I disagree on it not being regarded as a different entity.
If you go to any masterclass containing NAS whisky, the host will tell you it’s all flavor driven and age is not important. If the next whisky is a 30 year old whatever they won’t stop rambling about vintage, heritage and other benefits of long maturation.
Add to that that most (not all) NAS whisky is targeted at a different audience, and you have a clear two track marketing policy going on with most producers.
From the interpreted words of producers: A lot of NAS whisky is targeted at folks who have a slight interest in whisky and want to try something else from the default age stated release without spending a lot more money.
Also, I regard it as a different entity because with NAS whisky, the price asked is in no way representative of the cost of making the product.
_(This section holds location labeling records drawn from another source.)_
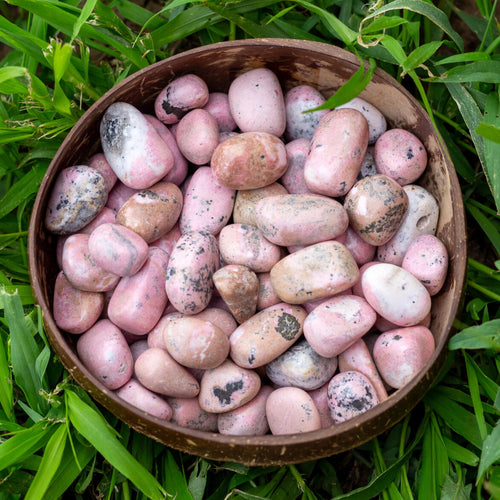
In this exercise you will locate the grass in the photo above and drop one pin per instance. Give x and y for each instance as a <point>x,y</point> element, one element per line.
<point>54,440</point>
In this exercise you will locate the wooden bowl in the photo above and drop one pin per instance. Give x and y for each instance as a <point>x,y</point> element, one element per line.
<point>295,62</point>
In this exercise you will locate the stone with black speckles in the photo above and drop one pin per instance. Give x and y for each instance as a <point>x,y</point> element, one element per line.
<point>138,301</point>
<point>350,394</point>
<point>427,259</point>
<point>266,335</point>
<point>135,151</point>
<point>395,294</point>
<point>301,366</point>
<point>75,311</point>
<point>300,122</point>
<point>314,272</point>
<point>105,353</point>
<point>291,410</point>
<point>189,279</point>
<point>336,152</point>
<point>376,206</point>
<point>249,419</point>
<point>227,387</point>
<point>401,155</point>
<point>78,195</point>
<point>208,205</point>
<point>401,353</point>
<point>421,218</point>
<point>182,94</point>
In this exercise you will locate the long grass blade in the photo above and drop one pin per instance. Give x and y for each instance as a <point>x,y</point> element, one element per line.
<point>49,465</point>
<point>95,429</point>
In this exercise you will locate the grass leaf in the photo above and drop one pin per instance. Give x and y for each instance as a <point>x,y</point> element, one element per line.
<point>491,451</point>
<point>24,443</point>
<point>435,15</point>
<point>49,465</point>
<point>24,351</point>
<point>95,429</point>
<point>484,336</point>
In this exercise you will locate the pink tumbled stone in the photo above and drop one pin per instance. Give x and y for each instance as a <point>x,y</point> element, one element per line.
<point>291,410</point>
<point>401,353</point>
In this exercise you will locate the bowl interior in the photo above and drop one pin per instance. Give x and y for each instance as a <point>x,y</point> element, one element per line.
<point>295,62</point>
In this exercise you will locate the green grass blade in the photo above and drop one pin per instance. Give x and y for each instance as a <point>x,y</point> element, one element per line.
<point>24,443</point>
<point>336,26</point>
<point>95,429</point>
<point>6,385</point>
<point>50,463</point>
<point>437,16</point>
<point>491,451</point>
<point>24,352</point>
<point>27,186</point>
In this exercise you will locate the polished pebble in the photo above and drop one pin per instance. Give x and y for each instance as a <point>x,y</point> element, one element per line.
<point>376,206</point>
<point>395,294</point>
<point>301,366</point>
<point>228,387</point>
<point>78,195</point>
<point>350,394</point>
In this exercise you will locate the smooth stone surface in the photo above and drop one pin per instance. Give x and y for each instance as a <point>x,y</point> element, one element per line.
<point>401,353</point>
<point>293,178</point>
<point>118,249</point>
<point>427,259</point>
<point>350,394</point>
<point>376,206</point>
<point>299,122</point>
<point>138,301</point>
<point>153,212</point>
<point>395,294</point>
<point>195,343</point>
<point>239,287</point>
<point>80,268</point>
<point>134,149</point>
<point>337,323</point>
<point>245,245</point>
<point>315,272</point>
<point>400,155</point>
<point>256,102</point>
<point>182,94</point>
<point>291,410</point>
<point>300,219</point>
<point>377,124</point>
<point>134,393</point>
<point>78,195</point>
<point>247,199</point>
<point>266,335</point>
<point>301,366</point>
<point>357,357</point>
<point>189,281</point>
<point>228,387</point>
<point>188,413</point>
<point>249,160</point>
<point>208,205</point>
<point>249,419</point>
<point>75,311</point>
<point>421,218</point>
<point>337,150</point>
<point>159,372</point>
<point>105,353</point>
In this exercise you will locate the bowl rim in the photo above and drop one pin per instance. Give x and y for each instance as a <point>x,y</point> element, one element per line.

This, together with availability, used to be a major factor in whisky pricing. Now, with NAS on the rise, it seems like a giant ‘free for all’ and distillers and bottlers are trying figure out at which point people will stop buying their product.
And sure, the lack of an age statement is in no way a guarantee of quality or the lack thereof. It’s just that the presence of an age statement gives you an inkling of a clue of what to expect.
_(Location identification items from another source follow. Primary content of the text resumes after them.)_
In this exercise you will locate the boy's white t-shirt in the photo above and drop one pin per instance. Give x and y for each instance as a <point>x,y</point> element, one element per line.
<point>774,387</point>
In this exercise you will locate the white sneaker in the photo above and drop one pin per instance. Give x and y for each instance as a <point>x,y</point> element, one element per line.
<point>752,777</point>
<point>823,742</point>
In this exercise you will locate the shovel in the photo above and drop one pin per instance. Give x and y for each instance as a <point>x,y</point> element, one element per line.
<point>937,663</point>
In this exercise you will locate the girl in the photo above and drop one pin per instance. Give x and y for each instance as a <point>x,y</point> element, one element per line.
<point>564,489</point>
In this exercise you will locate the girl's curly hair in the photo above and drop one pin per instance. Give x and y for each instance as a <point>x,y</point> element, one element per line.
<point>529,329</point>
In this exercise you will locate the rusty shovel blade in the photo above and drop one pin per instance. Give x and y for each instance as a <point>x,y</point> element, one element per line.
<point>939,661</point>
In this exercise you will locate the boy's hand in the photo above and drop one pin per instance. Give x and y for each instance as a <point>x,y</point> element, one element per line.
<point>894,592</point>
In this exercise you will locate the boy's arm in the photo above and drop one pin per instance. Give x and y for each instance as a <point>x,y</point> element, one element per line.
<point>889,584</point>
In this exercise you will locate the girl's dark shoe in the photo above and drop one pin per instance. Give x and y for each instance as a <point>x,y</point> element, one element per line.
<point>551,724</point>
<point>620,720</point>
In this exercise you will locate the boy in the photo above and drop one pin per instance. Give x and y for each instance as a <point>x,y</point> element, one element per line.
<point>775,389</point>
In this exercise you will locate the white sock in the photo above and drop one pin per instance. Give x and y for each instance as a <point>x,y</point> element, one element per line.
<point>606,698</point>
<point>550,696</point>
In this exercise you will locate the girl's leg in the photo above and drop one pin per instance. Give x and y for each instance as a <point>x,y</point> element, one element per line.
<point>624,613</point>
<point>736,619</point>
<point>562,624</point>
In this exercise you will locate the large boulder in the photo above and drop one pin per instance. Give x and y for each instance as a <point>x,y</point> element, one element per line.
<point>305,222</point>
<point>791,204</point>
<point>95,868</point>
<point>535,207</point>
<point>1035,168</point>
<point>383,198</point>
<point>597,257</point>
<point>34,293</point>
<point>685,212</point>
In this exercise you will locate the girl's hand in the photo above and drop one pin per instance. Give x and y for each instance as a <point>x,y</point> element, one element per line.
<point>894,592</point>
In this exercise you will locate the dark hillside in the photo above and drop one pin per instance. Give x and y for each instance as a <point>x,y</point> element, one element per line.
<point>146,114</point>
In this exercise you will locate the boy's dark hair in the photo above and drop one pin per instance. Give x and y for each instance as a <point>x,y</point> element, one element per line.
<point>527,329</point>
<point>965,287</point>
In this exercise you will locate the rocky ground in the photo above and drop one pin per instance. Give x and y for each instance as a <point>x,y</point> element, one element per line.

Let’s just say I might buy a bottle with an age statement without tasting it, and I wouldn’t a NAS whisky. It’s just too random.
I see what you’re saying, but I’d point out that NAS being regarded as “a different entity” for marketing purposes – and I fully agree that this goes on quite a bit – and it actually being a different type of whisky are, quite importantly, two different things, and that it’s that difference which is at the heart of the industry deception.
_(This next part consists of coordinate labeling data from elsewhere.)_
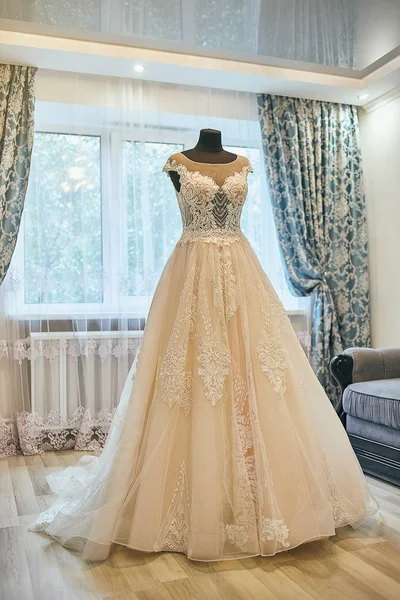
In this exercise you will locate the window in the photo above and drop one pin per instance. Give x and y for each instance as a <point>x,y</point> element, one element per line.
<point>63,221</point>
<point>101,218</point>
<point>152,215</point>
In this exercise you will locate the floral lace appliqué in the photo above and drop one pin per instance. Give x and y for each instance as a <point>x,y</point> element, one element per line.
<point>273,360</point>
<point>214,360</point>
<point>210,212</point>
<point>175,529</point>
<point>175,383</point>
<point>274,529</point>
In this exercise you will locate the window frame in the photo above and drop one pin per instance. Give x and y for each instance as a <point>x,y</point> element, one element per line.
<point>114,235</point>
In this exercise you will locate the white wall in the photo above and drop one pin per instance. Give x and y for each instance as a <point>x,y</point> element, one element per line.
<point>380,144</point>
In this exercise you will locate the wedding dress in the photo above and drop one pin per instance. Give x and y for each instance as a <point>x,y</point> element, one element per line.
<point>224,444</point>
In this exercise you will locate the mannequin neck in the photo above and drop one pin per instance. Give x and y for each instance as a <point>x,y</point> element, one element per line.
<point>209,141</point>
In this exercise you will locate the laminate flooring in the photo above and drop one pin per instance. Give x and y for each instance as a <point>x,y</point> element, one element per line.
<point>354,565</point>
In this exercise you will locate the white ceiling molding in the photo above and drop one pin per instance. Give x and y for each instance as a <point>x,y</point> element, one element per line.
<point>284,77</point>
<point>382,100</point>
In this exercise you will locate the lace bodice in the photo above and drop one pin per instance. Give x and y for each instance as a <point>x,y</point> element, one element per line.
<point>210,198</point>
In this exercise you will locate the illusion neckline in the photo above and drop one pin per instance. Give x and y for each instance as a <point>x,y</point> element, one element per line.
<point>196,162</point>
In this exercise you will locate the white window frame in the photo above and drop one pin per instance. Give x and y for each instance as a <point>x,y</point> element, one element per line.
<point>113,232</point>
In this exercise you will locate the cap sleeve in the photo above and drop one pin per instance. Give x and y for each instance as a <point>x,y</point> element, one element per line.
<point>167,167</point>
<point>249,167</point>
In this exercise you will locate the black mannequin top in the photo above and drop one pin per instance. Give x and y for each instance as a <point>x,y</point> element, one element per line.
<point>208,150</point>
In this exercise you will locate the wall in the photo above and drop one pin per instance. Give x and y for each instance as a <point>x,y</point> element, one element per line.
<point>380,144</point>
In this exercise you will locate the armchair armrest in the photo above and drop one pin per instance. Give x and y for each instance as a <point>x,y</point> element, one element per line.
<point>364,364</point>
<point>370,364</point>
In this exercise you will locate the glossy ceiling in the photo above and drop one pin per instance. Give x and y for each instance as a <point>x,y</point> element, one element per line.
<point>349,34</point>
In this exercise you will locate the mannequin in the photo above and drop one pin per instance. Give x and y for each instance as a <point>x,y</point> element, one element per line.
<point>208,150</point>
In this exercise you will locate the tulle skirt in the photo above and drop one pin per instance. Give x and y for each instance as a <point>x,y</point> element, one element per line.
<point>224,444</point>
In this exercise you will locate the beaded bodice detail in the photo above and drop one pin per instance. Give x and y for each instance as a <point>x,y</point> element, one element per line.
<point>210,198</point>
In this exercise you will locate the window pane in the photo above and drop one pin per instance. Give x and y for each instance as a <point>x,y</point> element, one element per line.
<point>62,221</point>
<point>258,226</point>
<point>153,218</point>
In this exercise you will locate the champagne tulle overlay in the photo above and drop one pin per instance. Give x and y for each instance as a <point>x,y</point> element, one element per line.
<point>224,444</point>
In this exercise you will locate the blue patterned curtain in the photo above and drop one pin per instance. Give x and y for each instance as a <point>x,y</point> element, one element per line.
<point>313,161</point>
<point>17,102</point>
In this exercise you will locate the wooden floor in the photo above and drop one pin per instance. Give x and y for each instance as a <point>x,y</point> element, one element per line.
<point>353,565</point>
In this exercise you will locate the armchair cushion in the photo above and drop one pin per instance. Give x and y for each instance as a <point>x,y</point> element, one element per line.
<point>376,401</point>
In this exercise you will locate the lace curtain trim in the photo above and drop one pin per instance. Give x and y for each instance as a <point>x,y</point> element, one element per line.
<point>23,349</point>
<point>28,433</point>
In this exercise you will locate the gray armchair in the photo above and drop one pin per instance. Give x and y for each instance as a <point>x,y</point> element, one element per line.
<point>370,407</point>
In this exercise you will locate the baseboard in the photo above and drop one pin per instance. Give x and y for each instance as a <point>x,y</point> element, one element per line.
<point>377,460</point>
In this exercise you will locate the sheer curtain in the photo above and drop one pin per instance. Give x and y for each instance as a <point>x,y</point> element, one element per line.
<point>320,31</point>
<point>99,223</point>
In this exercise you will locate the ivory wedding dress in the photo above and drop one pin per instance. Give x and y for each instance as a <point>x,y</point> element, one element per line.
<point>224,444</point>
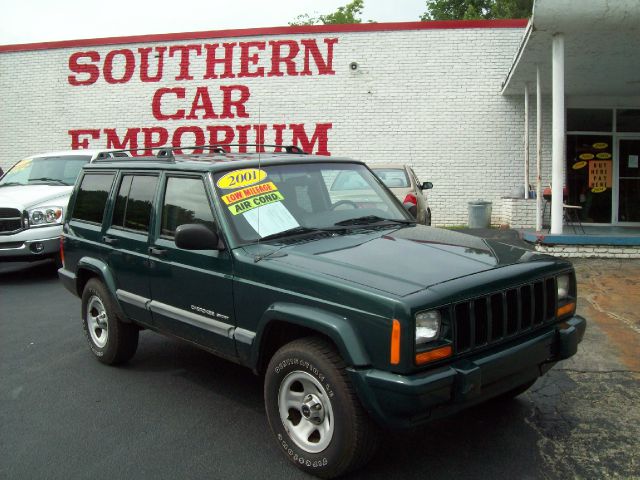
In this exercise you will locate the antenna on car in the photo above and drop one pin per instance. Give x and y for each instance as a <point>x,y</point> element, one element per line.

The marketing approach on NAS is substantially different and, as you point out, lacks a lot of logical foundation: wide releases at close to premium prices with no real evidence as to why they should cost so much beyond what the distiller thinks the market will, or should, bear. Although it can’t really be confirmed (which is the entire point of the labeling), NAS is really just a way to premiumize a very large proportion of available young product while avoiding the discussion of age. Beyond that, it’s also a way to guide consumer tastes toward young profiles through the constant barrage of “this NAS is good” messaging, and young, “flavour-led” products are becoming the new “good”, based not so much on their quality, but on what the industry can most readily supply to the large majority of whisky drinkers and then influencing tastes to match. Yet, unless simply predominantly young whisky, the age of which no one just wants to discuss, can actually be described as (not just sold as) something substantially outside the realm of its older relations, I’d argue that NAS is a separate entity in marketing only – I can, after all, make NAS at home by ripping labels off while putting off feelings of foolishness at the advisability of doing so.
“Let’s just say I might buy a bottle with an age statement without tasting it, and I wouldn’t a NAS whisky. It’s just too random.” – truer words never written; once marketers realised that they could sell just about anything by putting a Gaelic name on it, that’s essentially what the bosses told the distillers/blenders to do, and the result is the whisky Wild West we see today.